Warning: Logisitic classification is actually called "logistic regression" in the literature, but it is in fact a classification method.
We recommend that after doing this Numerical Tours, you apply it to your own data, for instance using a dataset from LibSVM.
Disclaimer: these machine learning tours are intended to be overly-simplistic implementations and applications of baseline machine learning methods. For more advanced uses and implementations, we recommend to use a state-of-the-art library, the most well known being Scikit-Learn
%matplotlib inline
import numpy as np
import matplotlib.pyplot as plt
%load_ext autoreload
%autoreload 2
We define a few helpers.
def find(x): return np.nonzero(x)[0]
Logistic classification is, with support vector machine (SVM), the baseline method to perform classification. Its main advantage over SVM is that is is a smooth minimization problem, and that it also output class probabity, offering a probabilistic interpretation of the classification.

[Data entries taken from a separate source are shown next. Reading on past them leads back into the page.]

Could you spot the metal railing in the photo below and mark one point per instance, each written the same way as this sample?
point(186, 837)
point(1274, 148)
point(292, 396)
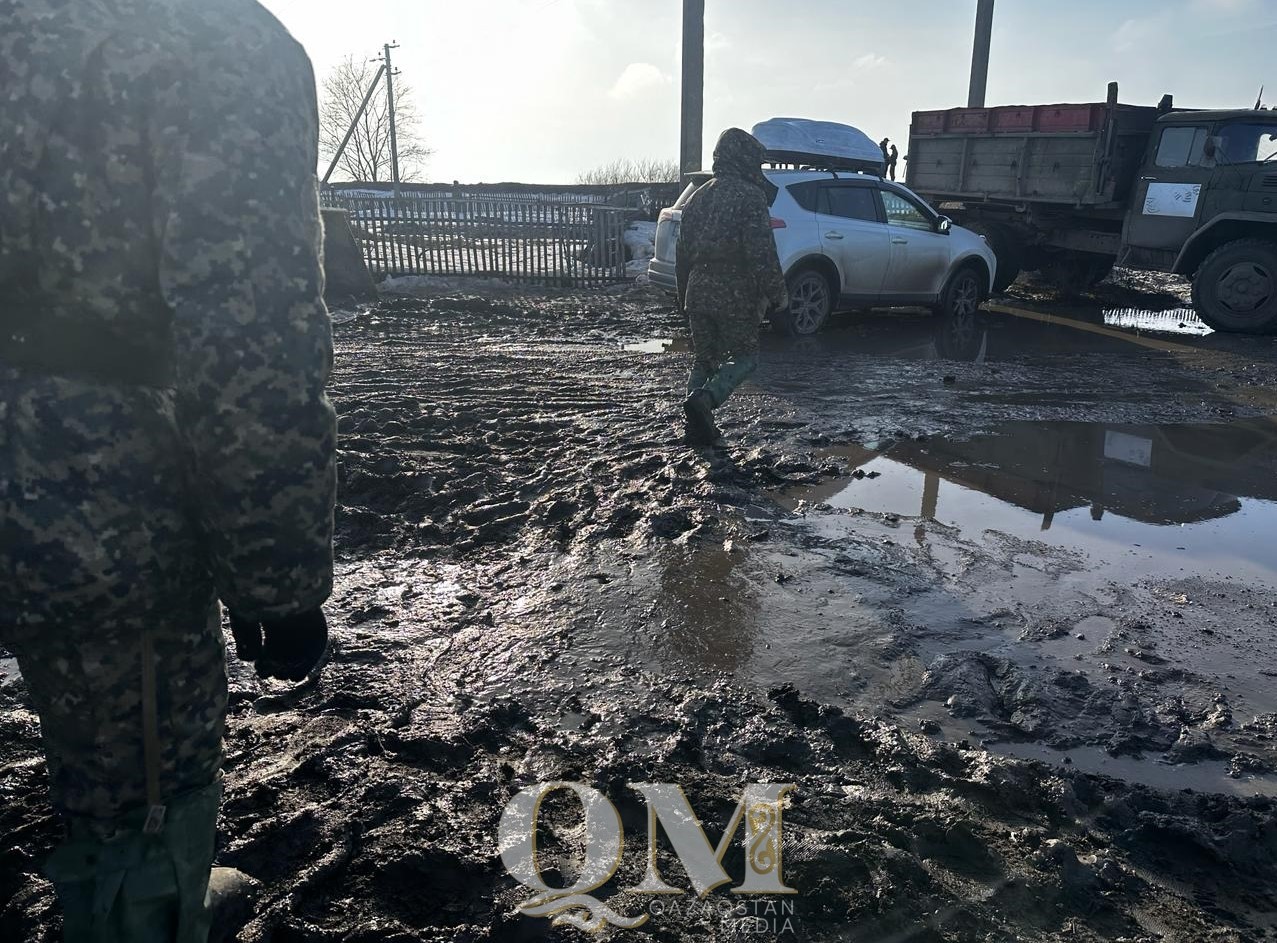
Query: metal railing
point(545, 243)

To understand the behavior of the method, we generate synthetic data distributed according to a mixture of Gaussian with an overlap governed by an offset $\omega$. Here classes indexes are set to $y_i \in \{-1,1\}$ to simplify the equations.

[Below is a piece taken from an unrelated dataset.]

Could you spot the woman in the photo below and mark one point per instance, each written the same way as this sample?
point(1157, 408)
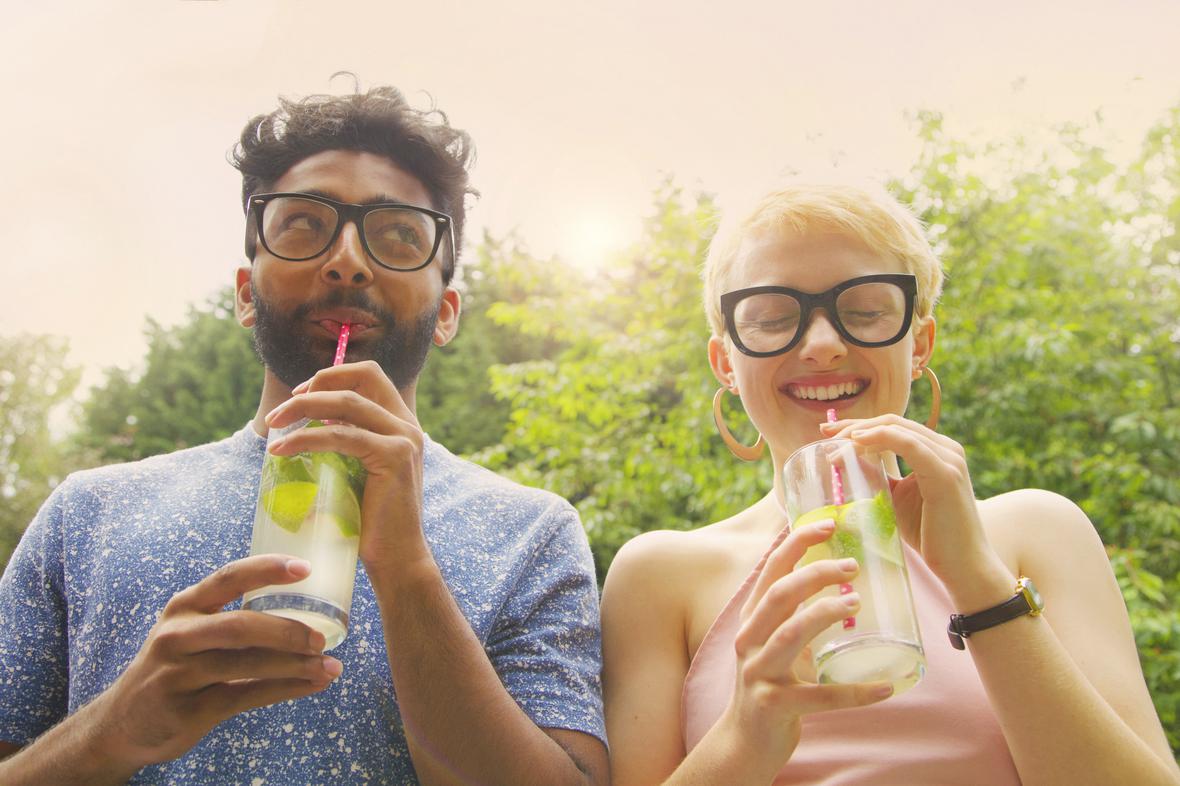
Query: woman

n = 1000 # number of sample
p = 2 # dimensionality
omega = np.array([1,.5])*2.5 # offset
n1 = int(n/2)
X = np.vstack(( np.random.randn(n1,2), np.random.randn(n1,2)+np.ones([n1,1])*omega ))
y = np.vstack(( np.ones([n1,1]), -np.ones([n1,1]) ))
Plot the classes.
I = find(y==-1)
J = find(y==1)
plt.clf
plt.plot(X[I,0], X[I,1], '.')
plt.plot(X[J,0], X[J,1], '.')
plt.axis('equal');
Logistic classification minimize a logistic loss in place of the usual $\ell^2$ loss for regression $$ \umin{w} E(w) \eqdef \frac{1}{n} \sum_{i=1}^n L(\dotp{x_i}{w},y_i) $$ where the logistic loss reads $$ L( s,y ) \eqdef \log( 1+\exp(-sy) ) $$ This corresponds to a smooth convex minimization. If $X$ is injective, this is also strictly convex, hence it has a single global minimum.

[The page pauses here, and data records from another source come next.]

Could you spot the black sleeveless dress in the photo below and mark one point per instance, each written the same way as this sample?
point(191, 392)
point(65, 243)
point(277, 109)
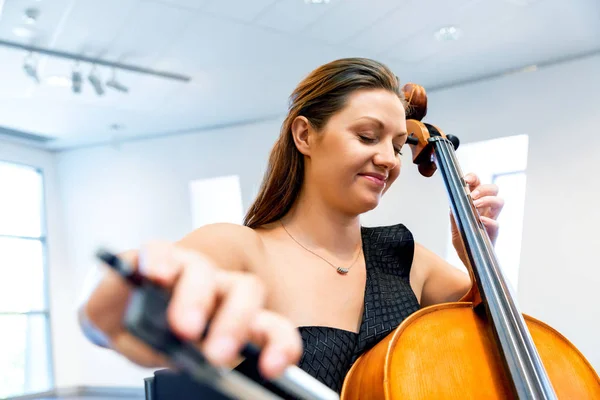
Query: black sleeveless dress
point(330, 352)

Compare the binary (ideal) 0-1 loss, the logistic loss and the <https://en.wikipedia.org/wiki/Hinge_loss hinge loss> (the one used for SVM).
t = np.linspace(-3,3,255).transpose()
plt.clf
plt.plot(t, t>0)
plt.plot(t, np.log(1+np.exp(t)))
plt.plot(t, np.maximum(t,0) )
plt.axis('tight');
plt.legend(['Binary', 'Logistic', 'Hinge']);
This can be interpreted as a <https://en.wikipedia.org/wiki/Maximum_likelihood_estimation maximum likelihood estimator> when one models the probability of belonging to the two classes for sample $x_i$ as $$ h(x_i) \eqdef (\th(x_i),1-\th(x_i)) \qwhereq \th(s) \eqdef \frac{e^{s}}{1+e^s} = (1+e^{-s})^{-1} $$
Re-writting the energy to minimize $$ E(w) = \Ll(X w,y) \qwhereq \Ll(s,y)= \frac{1}{n} \sum_i L(s_i,y_i), $$ its gradient reads $$ \nabla E(w) = X^\top \nabla \Ll(X w,y) \qwhereq \nabla \Ll(s,y) = \frac{y}{n} \odot \th(-y \odot s), $$ where $\odot$ is the pointwise multiplication operator, i.e. * in Python.
Define the energies.
def L(s,y): return 1/n * sum( np.log( 1 + np.exp(-s*y) ) )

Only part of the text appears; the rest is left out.